Below: interior by Liz King-Sangster
Liz King-Sangster on April 3, 2016 at 7:29 am said:
I love the sheer joy of painting in the first and second images, beautiful gestural brushwork, and the colours in them all. I love the moods you’ve captured. And aren’t we lucky to be living in this age where cataloguing is so simple? It’s great that Peter insisted, because now you have a diary of your own development. I’m afraid I’ve not been so assiduous in keeping track of my earlier paintings. I’m leaving it to future archivists to sort that out, if they are interested enough that is! On the subject of photography, now I have tens of thousands of photos to every one I had in those days. It’s almost too easy now! Love to you both xxxL
Clive Hicks-Jenkins on April 3, 2016 at 7:54 am said:
Dear Liz, I and many others love your painting. I’ve always admired your fluency, and back when we worked together during your Welsh National Opera days, long before I became an artist, I learned from you that when paint flowed, it could be a vector for energy. Good lesson, that.
None of us can know whether after we’ve departed the room, anyone who cares enough will still be around to sort through our ‘stuff’ and order it. At any given time the fates and reputations of artists hang by the slenderest of threads. There’s serendipity in what survives, what’s seen, what hangs in private and what hangs in public. Some of those trumpeted during their times as ‘great’, fade into obscurity with the passing decades, while occasionally an artist unknown in life, gains the admiration of many after his or her death.
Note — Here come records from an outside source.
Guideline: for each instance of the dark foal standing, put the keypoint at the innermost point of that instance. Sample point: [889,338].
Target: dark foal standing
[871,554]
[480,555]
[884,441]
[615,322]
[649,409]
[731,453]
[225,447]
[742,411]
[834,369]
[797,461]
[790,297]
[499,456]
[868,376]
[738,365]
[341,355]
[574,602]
I can’t count the number of times I’ve stood dumbfounded in front of some medieval masterpiece of an altarpiece, bearing the label ‘anonymous’, or ‘unknown’. I’d be happy if something of mine survived even unattributed where people could see it and look. The work is the dialogue between the artist and the viewer. Names don’t really matter.
…
Below: wonderfully vibrant i-pad sketch by Liz of Jack, made when she was at Ty Isaf last year.
…
Zoe’s ‘Blue Cat’ maquette stands sentinel opposite a Welsh dragon on our mantlepiece.